VDIP-TGV: Blind Image Deconvolution via Variational Deep Image Prior
Empowered by Total Generalized Variation
- URL: http://arxiv.org/abs/2310.19477v2
- Date: Fri, 10 Nov 2023 14:26:34 GMT
- Title: VDIP-TGV: Blind Image Deconvolution via Variational Deep Image Prior
Empowered by Total Generalized Variation
- Authors: Tingting Wu, Zhiyan Du, Zhi Li, Feng-Lei Fan, Tieyong Zeng
- Abstract summary: Deep image prior (DIP) proposes to use the deep network as a regularizer for a single image rather than as a supervised model.
In this paper, we combine total generalized variational (TGV) regularization with VDIP to overcome these shortcomings.
The proposed VDIP-TGV effectively recovers image edges and details by supplementing extra gradient information through TGV.

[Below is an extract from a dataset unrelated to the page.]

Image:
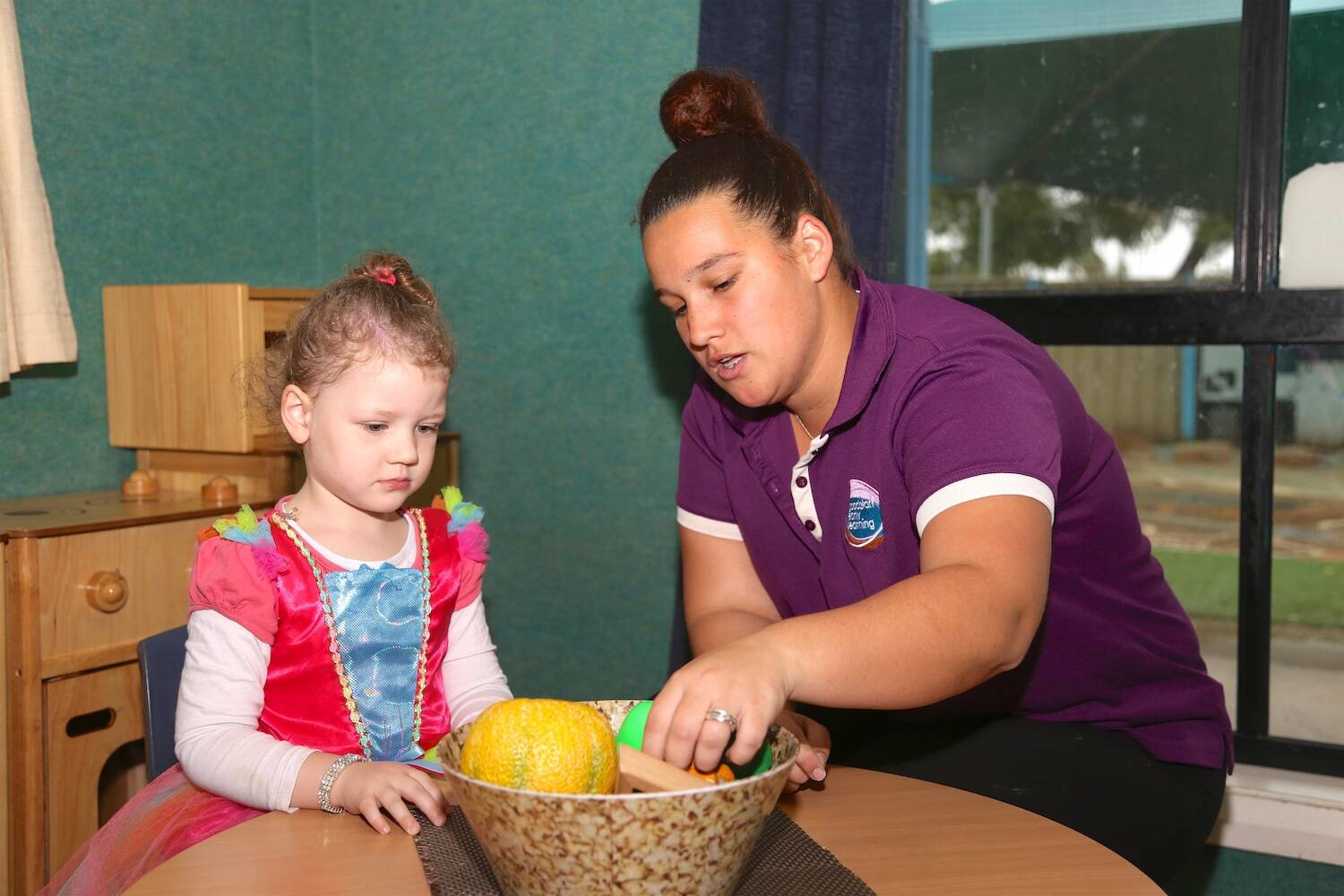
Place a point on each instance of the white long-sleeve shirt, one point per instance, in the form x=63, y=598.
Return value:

- Score: 21.291149526862416
- License: http://arxiv.org/licenses/nonexclusive-distrib/1.0/
- Abstract: Recovering clear images from blurry ones with an unknown blur kernel is a
challenging problem. Deep image prior (DIP) proposes to use the deep network as
a regularizer for a single image rather than as a supervised model, which
achieves encouraging results in the nonblind deblurring problem. However, since
the relationship between images and the network architectures is unclear, it is
hard to find a suitable architecture to provide sufficient constraints on the
estimated blur kernels and clean images. Also, DIP uses the sparse maximum a
posteriori (MAP), which is insufficient to enforce the selection of the
recovery image. Recently, variational deep image prior (VDIP) was proposed to
impose constraints on both blur kernels and recovery images and take the
standard deviation of the image into account during the optimization process by
the variational principle. However, we empirically find that VDIP struggles
with processing image details and tends to generate suboptimal results when the
blur kernel is large. Therefore, we combine total generalized variational (TGV)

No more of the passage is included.